A Greek Source on the Origin of the First Crusade
By Peter Charanis
Speculum, Vol.24:1 (1949)
Introduction: A Greek chronicle contains the following passage concerning Alexius Commenus and the role he played in bringing about the First Crusade:
Having considered, therefore, that it was impossible for him alone to undertake the battle on which everything depended, he decided that it was necessary to take the Italians as allies, and to succeed in this he used dissemblance of thought, wise tact and cunning. For he found it a godsend that this nation considered unbearable the domination of Jerusalem and the life-giving Sepulchre of Our Savior Jesus Christ by the Persians [Turks] and this he wed as a pretext. By the dispatchings of ambassadors to the bishop of Old Rome and to, as they would say, kings and rulers of those regions, and by the use of appropriate arguments, he prevailed over not a few of them to leave their country and succeeded in directing them in everyway to the task. That is the reason why many of them, numbering thousands and tens of thousands, having crossed the Ionian Sea, reached Constantinople with all speed, and, having exchanged assurances and oaths with them and concluded agreements, he advanced towards the East. With the aid of God and their alliance and by his own efforts he expelled the Persians [Turks] from the Roman territories, liberated the cities and restored the control of the East to its former glory. Such was this emperor: great in the conception of plans and the doing of deeds.

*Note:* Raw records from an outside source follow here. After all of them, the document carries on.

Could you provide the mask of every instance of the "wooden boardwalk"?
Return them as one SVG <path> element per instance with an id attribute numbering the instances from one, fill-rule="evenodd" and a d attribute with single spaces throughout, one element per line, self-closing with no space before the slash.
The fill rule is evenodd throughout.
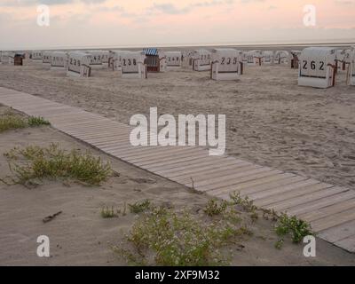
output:
<path id="1" fill-rule="evenodd" d="M 99 114 L 0 88 L 0 103 L 43 116 L 59 130 L 154 174 L 228 199 L 241 192 L 256 205 L 311 222 L 318 236 L 355 252 L 355 191 L 194 146 L 132 146 L 131 127 Z"/>

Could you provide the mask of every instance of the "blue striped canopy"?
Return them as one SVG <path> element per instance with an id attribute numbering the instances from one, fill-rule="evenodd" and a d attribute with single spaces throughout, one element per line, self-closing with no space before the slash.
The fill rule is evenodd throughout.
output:
<path id="1" fill-rule="evenodd" d="M 158 55 L 158 49 L 157 48 L 145 48 L 143 52 L 146 55 Z"/>

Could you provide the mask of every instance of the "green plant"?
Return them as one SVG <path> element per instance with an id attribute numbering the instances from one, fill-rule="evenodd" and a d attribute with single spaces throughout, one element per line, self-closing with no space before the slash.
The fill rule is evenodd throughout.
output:
<path id="1" fill-rule="evenodd" d="M 120 210 L 114 210 L 114 206 L 111 208 L 104 207 L 101 209 L 101 217 L 103 218 L 114 218 L 117 217 Z"/>
<path id="2" fill-rule="evenodd" d="M 48 147 L 29 146 L 4 154 L 13 176 L 1 179 L 6 184 L 36 185 L 43 178 L 70 178 L 85 185 L 100 185 L 112 174 L 109 162 L 79 150 L 62 150 L 57 144 Z M 8 182 L 10 180 L 11 182 Z"/>
<path id="3" fill-rule="evenodd" d="M 280 237 L 289 234 L 295 243 L 299 243 L 305 236 L 313 234 L 309 223 L 298 219 L 296 216 L 288 217 L 285 213 L 280 216 L 275 225 L 275 232 Z"/>
<path id="4" fill-rule="evenodd" d="M 233 193 L 230 195 L 232 201 L 235 205 L 241 206 L 241 208 L 247 212 L 254 212 L 257 209 L 256 206 L 254 205 L 253 201 L 249 200 L 248 196 L 242 198 L 240 193 Z"/>
<path id="5" fill-rule="evenodd" d="M 250 218 L 251 218 L 251 221 L 256 222 L 259 218 L 259 215 L 257 214 L 256 211 L 252 211 L 250 213 Z"/>
<path id="6" fill-rule="evenodd" d="M 20 115 L 9 114 L 0 117 L 0 132 L 26 128 L 27 126 L 26 121 Z"/>
<path id="7" fill-rule="evenodd" d="M 211 199 L 206 204 L 203 212 L 209 217 L 213 217 L 215 215 L 219 215 L 225 211 L 227 208 L 227 201 L 217 201 L 217 200 Z"/>
<path id="8" fill-rule="evenodd" d="M 135 213 L 135 214 L 146 211 L 150 208 L 150 205 L 151 205 L 150 201 L 147 199 L 142 201 L 137 201 L 133 204 L 128 204 L 128 206 L 130 207 L 130 213 Z"/>
<path id="9" fill-rule="evenodd" d="M 281 249 L 281 248 L 282 248 L 282 246 L 283 246 L 283 239 L 279 239 L 279 240 L 275 242 L 274 246 L 275 246 L 275 248 L 277 248 L 277 249 Z"/>
<path id="10" fill-rule="evenodd" d="M 51 123 L 43 117 L 29 116 L 26 119 L 10 111 L 0 117 L 0 132 L 9 130 L 22 129 L 28 126 L 36 127 L 41 125 L 51 125 Z"/>
<path id="11" fill-rule="evenodd" d="M 41 126 L 41 125 L 51 125 L 51 122 L 43 117 L 29 116 L 28 118 L 28 123 L 31 127 Z"/>
<path id="12" fill-rule="evenodd" d="M 153 253 L 157 265 L 223 265 L 221 248 L 247 233 L 229 222 L 200 222 L 188 212 L 154 208 L 145 213 L 128 236 L 140 256 Z"/>

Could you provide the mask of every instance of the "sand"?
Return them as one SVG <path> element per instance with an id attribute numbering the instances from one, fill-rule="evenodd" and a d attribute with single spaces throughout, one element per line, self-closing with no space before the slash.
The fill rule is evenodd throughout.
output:
<path id="1" fill-rule="evenodd" d="M 0 107 L 0 114 L 6 110 Z M 114 160 L 51 127 L 9 130 L 0 133 L 0 173 L 10 175 L 3 154 L 14 146 L 48 146 L 91 151 L 110 161 L 119 176 L 101 186 L 44 180 L 36 188 L 5 185 L 0 183 L 0 265 L 125 265 L 124 258 L 114 254 L 112 246 L 125 248 L 125 234 L 136 216 L 128 210 L 124 217 L 104 219 L 104 206 L 123 208 L 149 199 L 154 204 L 170 204 L 177 209 L 187 208 L 197 212 L 208 196 L 191 192 L 182 185 L 154 176 L 119 160 Z M 43 224 L 43 218 L 58 211 L 62 214 Z M 344 250 L 317 240 L 317 257 L 303 256 L 303 246 L 285 241 L 274 248 L 277 237 L 271 221 L 260 218 L 250 225 L 253 236 L 231 247 L 233 265 L 354 265 L 355 257 Z M 47 235 L 51 257 L 36 256 L 36 238 Z M 243 247 L 241 246 L 241 244 Z"/>
<path id="2" fill-rule="evenodd" d="M 229 154 L 260 165 L 355 189 L 355 88 L 341 72 L 327 90 L 297 86 L 288 67 L 247 67 L 237 82 L 216 82 L 189 69 L 147 80 L 93 70 L 70 78 L 42 64 L 0 66 L 0 86 L 129 123 L 135 114 L 226 114 Z"/>

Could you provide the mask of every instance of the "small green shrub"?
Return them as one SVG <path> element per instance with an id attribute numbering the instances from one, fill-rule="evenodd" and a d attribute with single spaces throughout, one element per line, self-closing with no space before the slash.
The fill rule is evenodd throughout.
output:
<path id="1" fill-rule="evenodd" d="M 298 219 L 296 216 L 288 217 L 285 213 L 280 216 L 275 225 L 275 232 L 280 237 L 289 234 L 295 243 L 299 243 L 305 236 L 313 234 L 309 223 Z"/>
<path id="2" fill-rule="evenodd" d="M 254 205 L 253 201 L 249 200 L 248 196 L 242 198 L 240 193 L 233 193 L 230 195 L 232 201 L 235 205 L 241 206 L 243 210 L 247 212 L 254 212 L 257 209 L 256 206 Z"/>
<path id="3" fill-rule="evenodd" d="M 143 258 L 153 254 L 157 265 L 225 265 L 221 249 L 245 233 L 230 222 L 205 223 L 186 211 L 154 208 L 135 222 L 128 240 Z"/>
<path id="4" fill-rule="evenodd" d="M 218 202 L 217 201 L 211 199 L 206 204 L 203 212 L 209 217 L 213 217 L 215 215 L 220 215 L 221 213 L 225 212 L 227 209 L 228 203 L 225 201 Z"/>
<path id="5" fill-rule="evenodd" d="M 112 174 L 109 162 L 100 157 L 78 150 L 67 152 L 51 144 L 48 147 L 29 146 L 23 149 L 13 148 L 4 154 L 12 177 L 1 179 L 6 184 L 36 185 L 43 178 L 70 178 L 85 185 L 99 185 Z"/>
<path id="6" fill-rule="evenodd" d="M 277 248 L 277 249 L 281 249 L 281 248 L 282 248 L 282 246 L 283 246 L 283 239 L 278 240 L 278 241 L 275 242 L 274 246 L 275 246 L 275 248 Z"/>
<path id="7" fill-rule="evenodd" d="M 30 127 L 41 126 L 41 125 L 51 125 L 51 122 L 43 117 L 29 116 L 28 123 Z"/>
<path id="8" fill-rule="evenodd" d="M 51 125 L 51 123 L 43 117 L 29 116 L 26 118 L 11 112 L 0 116 L 0 132 L 41 125 Z"/>
<path id="9" fill-rule="evenodd" d="M 117 217 L 119 213 L 120 213 L 119 210 L 114 209 L 114 206 L 112 206 L 111 208 L 104 207 L 101 209 L 101 217 L 103 218 Z"/>
<path id="10" fill-rule="evenodd" d="M 143 201 L 137 201 L 133 204 L 128 204 L 130 213 L 138 214 L 147 210 L 150 208 L 150 201 L 146 199 Z"/>
<path id="11" fill-rule="evenodd" d="M 0 117 L 0 132 L 26 127 L 28 124 L 21 116 L 6 114 Z"/>

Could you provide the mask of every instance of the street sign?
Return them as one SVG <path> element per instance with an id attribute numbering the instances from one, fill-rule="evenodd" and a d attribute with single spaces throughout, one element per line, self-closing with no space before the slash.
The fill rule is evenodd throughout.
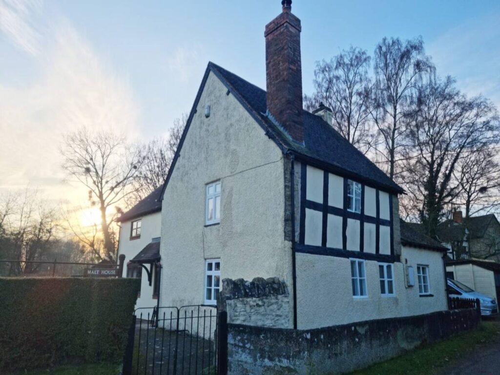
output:
<path id="1" fill-rule="evenodd" d="M 90 278 L 118 277 L 118 270 L 116 268 L 88 268 L 85 276 Z"/>

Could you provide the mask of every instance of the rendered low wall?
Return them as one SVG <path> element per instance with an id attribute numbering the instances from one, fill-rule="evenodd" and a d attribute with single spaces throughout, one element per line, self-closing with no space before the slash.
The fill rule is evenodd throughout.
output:
<path id="1" fill-rule="evenodd" d="M 228 374 L 342 374 L 478 326 L 472 309 L 308 330 L 230 324 Z"/>

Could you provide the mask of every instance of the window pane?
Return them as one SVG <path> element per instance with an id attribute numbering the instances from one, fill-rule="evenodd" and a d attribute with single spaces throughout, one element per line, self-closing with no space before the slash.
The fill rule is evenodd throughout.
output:
<path id="1" fill-rule="evenodd" d="M 220 218 L 220 196 L 216 197 L 216 219 Z"/>
<path id="2" fill-rule="evenodd" d="M 380 280 L 380 292 L 383 294 L 386 294 L 386 282 L 384 280 Z"/>
<path id="3" fill-rule="evenodd" d="M 358 272 L 356 270 L 356 262 L 354 260 L 350 261 L 350 276 L 352 278 L 358 277 Z"/>
<path id="4" fill-rule="evenodd" d="M 364 264 L 362 262 L 358 262 L 358 274 L 360 278 L 364 277 Z"/>
<path id="5" fill-rule="evenodd" d="M 360 279 L 360 296 L 366 295 L 366 280 L 364 278 Z"/>
<path id="6" fill-rule="evenodd" d="M 214 220 L 214 198 L 209 198 L 206 203 L 208 206 L 207 218 L 208 220 Z"/>

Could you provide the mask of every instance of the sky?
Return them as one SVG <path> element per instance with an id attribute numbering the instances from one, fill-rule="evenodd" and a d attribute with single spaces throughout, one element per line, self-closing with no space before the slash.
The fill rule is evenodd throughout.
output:
<path id="1" fill-rule="evenodd" d="M 60 144 L 82 126 L 131 140 L 188 112 L 208 61 L 265 88 L 266 24 L 279 0 L 0 0 L 0 194 L 36 188 L 83 204 Z M 315 62 L 383 37 L 422 36 L 438 72 L 500 107 L 500 2 L 294 0 L 303 88 Z"/>

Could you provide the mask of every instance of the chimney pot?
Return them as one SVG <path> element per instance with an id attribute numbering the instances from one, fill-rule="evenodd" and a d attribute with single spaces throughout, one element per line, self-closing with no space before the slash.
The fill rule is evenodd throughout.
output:
<path id="1" fill-rule="evenodd" d="M 300 59 L 300 20 L 292 14 L 292 0 L 266 26 L 267 107 L 292 138 L 304 140 Z"/>
<path id="2" fill-rule="evenodd" d="M 462 222 L 462 212 L 454 211 L 453 212 L 453 221 L 460 224 Z"/>

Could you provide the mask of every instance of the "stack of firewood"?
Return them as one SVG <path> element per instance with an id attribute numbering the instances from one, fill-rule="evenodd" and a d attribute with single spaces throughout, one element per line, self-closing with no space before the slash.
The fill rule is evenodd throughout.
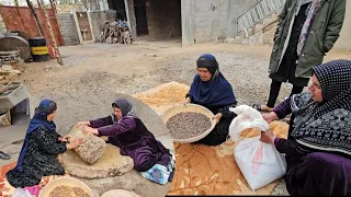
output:
<path id="1" fill-rule="evenodd" d="M 102 25 L 102 36 L 101 43 L 122 43 L 122 44 L 132 44 L 132 35 L 128 26 L 122 20 L 106 21 Z"/>

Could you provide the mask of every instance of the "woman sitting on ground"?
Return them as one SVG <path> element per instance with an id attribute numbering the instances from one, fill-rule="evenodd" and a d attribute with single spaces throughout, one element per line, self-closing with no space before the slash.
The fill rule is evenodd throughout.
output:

The chronicle containing this important text was composed in the thirteenth century and was published anonymously by Sathas under the title of Synopsis Chronike. It has since been established, however, that it is the work of Theodore Skutariotes, an important personality of the second half of the thirteenth century. The Synopsis Chronike is a world history which comes down to 1261. Its principal sources are known; but here and there it contains information found nowhere else. This is particularly true for the period of the early Comneni. Skutariotes obviously had access to sources of information now lost. It was no doubt from such a source that he drew the text presented here. There is no reason to doubt its accuracy.